Radical relocation: Moving to places of need
After the hurricanes, we heard many stories of church groups that loaded up trucks with supplies for destitute people in the Gulf Coast. Some Christians have been responding to long-term issues of poverty by loading up not supply trucks but moving trucks. They have relocated from areas of privilege to areas of poverty to live among poor people, worship with them, advocate for them and empower them.
John Perkins, founder and leader of the Christian Community Development Association, offers a vision of Christian community. It involves: 1) relocation—moving from places of privilege, such as wealthy suburbs, to places of need, such as decaying inner cities; 2) reconciliation—being a living embodiment of God’s reconciling work in Christ; and 3) redistribution—advocating on behalf of such communities from within, cultivating their innate talents and empowering them to fight for social justice. Perkins’s 3 R’s have inspired hundreds of communities across the country to a form of ministry that is incarnational. (For more on the movement, go to ccda.org.)
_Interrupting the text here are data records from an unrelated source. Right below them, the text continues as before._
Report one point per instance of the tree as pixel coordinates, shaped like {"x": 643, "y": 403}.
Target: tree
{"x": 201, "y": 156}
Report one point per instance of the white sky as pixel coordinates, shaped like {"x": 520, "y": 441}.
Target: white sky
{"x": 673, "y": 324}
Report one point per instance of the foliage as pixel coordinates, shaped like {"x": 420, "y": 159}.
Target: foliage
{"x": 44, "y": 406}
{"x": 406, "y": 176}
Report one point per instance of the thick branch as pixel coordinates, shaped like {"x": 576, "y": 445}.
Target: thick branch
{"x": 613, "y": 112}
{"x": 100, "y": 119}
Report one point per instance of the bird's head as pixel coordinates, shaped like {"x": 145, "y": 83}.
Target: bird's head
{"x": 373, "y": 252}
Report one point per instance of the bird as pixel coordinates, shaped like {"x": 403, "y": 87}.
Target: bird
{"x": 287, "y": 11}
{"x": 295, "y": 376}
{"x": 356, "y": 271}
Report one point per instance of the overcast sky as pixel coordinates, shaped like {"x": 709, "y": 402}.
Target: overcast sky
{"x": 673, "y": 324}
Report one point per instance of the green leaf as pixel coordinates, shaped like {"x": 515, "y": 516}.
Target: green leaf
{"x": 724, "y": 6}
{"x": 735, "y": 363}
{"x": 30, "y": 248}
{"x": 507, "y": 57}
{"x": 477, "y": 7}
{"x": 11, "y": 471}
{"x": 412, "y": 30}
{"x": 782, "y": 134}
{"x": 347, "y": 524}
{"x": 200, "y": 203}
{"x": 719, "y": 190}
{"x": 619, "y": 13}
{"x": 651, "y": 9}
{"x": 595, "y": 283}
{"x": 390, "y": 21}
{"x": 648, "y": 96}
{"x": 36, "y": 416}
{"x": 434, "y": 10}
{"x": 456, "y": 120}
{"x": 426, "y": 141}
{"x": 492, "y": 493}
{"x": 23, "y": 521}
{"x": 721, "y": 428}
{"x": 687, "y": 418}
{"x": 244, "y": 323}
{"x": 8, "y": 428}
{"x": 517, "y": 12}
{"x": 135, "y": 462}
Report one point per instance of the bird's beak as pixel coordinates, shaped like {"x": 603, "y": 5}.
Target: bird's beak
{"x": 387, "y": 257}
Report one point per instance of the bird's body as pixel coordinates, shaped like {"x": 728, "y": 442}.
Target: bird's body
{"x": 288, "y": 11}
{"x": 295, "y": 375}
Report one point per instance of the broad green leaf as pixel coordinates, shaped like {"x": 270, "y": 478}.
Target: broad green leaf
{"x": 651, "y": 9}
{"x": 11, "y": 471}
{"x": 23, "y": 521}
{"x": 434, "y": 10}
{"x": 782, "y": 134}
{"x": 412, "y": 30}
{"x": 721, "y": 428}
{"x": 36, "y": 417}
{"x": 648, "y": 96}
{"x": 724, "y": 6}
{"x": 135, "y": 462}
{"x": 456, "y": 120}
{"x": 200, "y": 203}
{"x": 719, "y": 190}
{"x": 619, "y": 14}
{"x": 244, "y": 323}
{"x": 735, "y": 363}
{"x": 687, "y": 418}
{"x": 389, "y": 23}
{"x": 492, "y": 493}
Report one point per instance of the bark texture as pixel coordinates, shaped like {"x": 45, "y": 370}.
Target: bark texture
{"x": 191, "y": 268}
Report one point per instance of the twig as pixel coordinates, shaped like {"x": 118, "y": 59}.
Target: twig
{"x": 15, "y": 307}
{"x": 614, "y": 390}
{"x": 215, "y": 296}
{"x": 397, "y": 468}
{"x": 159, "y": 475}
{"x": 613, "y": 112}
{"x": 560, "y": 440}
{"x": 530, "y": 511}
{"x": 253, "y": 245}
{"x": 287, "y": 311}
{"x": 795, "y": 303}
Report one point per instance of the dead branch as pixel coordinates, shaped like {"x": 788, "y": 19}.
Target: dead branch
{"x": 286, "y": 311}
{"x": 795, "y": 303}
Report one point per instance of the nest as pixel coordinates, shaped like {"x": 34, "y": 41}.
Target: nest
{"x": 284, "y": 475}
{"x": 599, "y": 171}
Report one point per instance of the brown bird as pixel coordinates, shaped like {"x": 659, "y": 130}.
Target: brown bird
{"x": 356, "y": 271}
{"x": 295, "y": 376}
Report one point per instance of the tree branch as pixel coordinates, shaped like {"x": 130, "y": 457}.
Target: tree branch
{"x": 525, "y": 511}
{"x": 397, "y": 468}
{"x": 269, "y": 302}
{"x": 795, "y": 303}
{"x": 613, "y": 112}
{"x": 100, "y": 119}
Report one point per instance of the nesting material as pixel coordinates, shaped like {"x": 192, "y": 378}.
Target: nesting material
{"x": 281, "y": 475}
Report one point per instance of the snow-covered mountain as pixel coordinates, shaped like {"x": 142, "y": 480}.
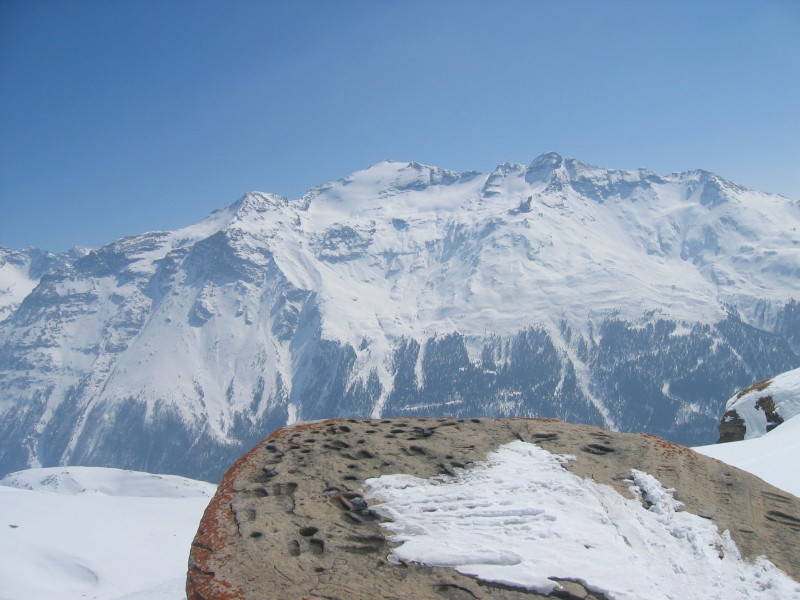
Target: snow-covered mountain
{"x": 619, "y": 298}
{"x": 769, "y": 416}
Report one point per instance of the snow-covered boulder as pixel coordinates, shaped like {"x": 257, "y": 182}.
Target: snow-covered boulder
{"x": 761, "y": 407}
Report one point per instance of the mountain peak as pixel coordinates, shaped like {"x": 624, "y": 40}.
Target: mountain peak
{"x": 544, "y": 167}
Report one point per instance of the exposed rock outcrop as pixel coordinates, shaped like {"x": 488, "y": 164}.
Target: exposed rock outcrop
{"x": 289, "y": 520}
{"x": 761, "y": 407}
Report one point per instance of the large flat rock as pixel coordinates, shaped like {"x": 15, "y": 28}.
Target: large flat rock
{"x": 289, "y": 519}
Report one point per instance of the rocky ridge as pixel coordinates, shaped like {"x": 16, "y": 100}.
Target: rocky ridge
{"x": 290, "y": 520}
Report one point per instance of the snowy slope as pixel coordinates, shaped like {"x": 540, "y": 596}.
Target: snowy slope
{"x": 619, "y": 298}
{"x": 82, "y": 532}
{"x": 771, "y": 455}
{"x": 779, "y": 395}
{"x": 521, "y": 519}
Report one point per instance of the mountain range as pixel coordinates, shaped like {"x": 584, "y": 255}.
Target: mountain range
{"x": 624, "y": 299}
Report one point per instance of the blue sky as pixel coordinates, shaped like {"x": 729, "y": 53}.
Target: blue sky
{"x": 127, "y": 116}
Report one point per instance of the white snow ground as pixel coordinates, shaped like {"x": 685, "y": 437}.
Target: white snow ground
{"x": 95, "y": 533}
{"x": 521, "y": 518}
{"x": 772, "y": 456}
{"x": 106, "y": 534}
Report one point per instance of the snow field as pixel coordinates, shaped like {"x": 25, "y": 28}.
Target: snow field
{"x": 92, "y": 533}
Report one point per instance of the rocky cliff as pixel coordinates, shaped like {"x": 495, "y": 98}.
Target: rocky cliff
{"x": 291, "y": 518}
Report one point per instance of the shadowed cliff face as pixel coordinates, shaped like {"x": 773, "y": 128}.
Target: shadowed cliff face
{"x": 291, "y": 518}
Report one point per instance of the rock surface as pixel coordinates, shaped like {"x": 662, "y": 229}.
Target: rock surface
{"x": 289, "y": 521}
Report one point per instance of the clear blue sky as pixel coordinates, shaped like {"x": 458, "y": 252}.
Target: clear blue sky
{"x": 118, "y": 117}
Charles Marsh argues that communities inspired by CCDA’s vision are the legitimate heirs of the civil rights movement. In The Beloved Community: How Faith Shapes Social Justice, from the Civil Rights Movement to Today (Basic), Marsh gives an outline for an activist faith in a chapter called “Dispatches from the Quiet Revolution.” One such dispatch is about Desire Street Ministries in New Orleans, which operates in an area of town where life was hard even before Katrina. The average annual income is $6,000. The crime rate is off the charts. In response to such need, white and black volunteers and staff members for DSM share living space, transportation and meals with local residents—who make up half the paid staff. Founder Mo Leverett says he wants to see “Christ’s kingdom advanced as far as possible, especially in areas where we have neglected our Christian responsibilities—in pockets of poverty where great injustices have occurred.”
After Katrina, Desire Street Ministries relocated its offices to Atlanta and its school to Florida, but its Web site announces: “We look forward to linking arms with the body of Christ as we work to rebuild our community.” While others debate the wisdom of rebuilding New Orleans at all—presumably wishing to shift poverty to some out-of-sight location—Desire Street is eager to rebuild and return to its ministry with the poor. City planners would be wise to listen to its gritty wisdom.
Highlighting ministries like those of CCDA and Desire Street or the new monastic communities that are profiled in this issue might seem to be a way of shaming churches that are less obviously radical in their ministry or less committed to a lifestyle of crossing race and class lines. Marsh offers a different way of thinking about the challenge. “Eleven o’clock Sunday may be the most segregated hour of the week as far as any particular parish goes, but it is the most integrated hour of the week as the kingdom goes.” He reminds us that Christian churches are connected. We can feel proud of others’ work. Other Christians’ creativity reflects the goodness of a gift-giving God, who might even give us the gift of going and doing likewise.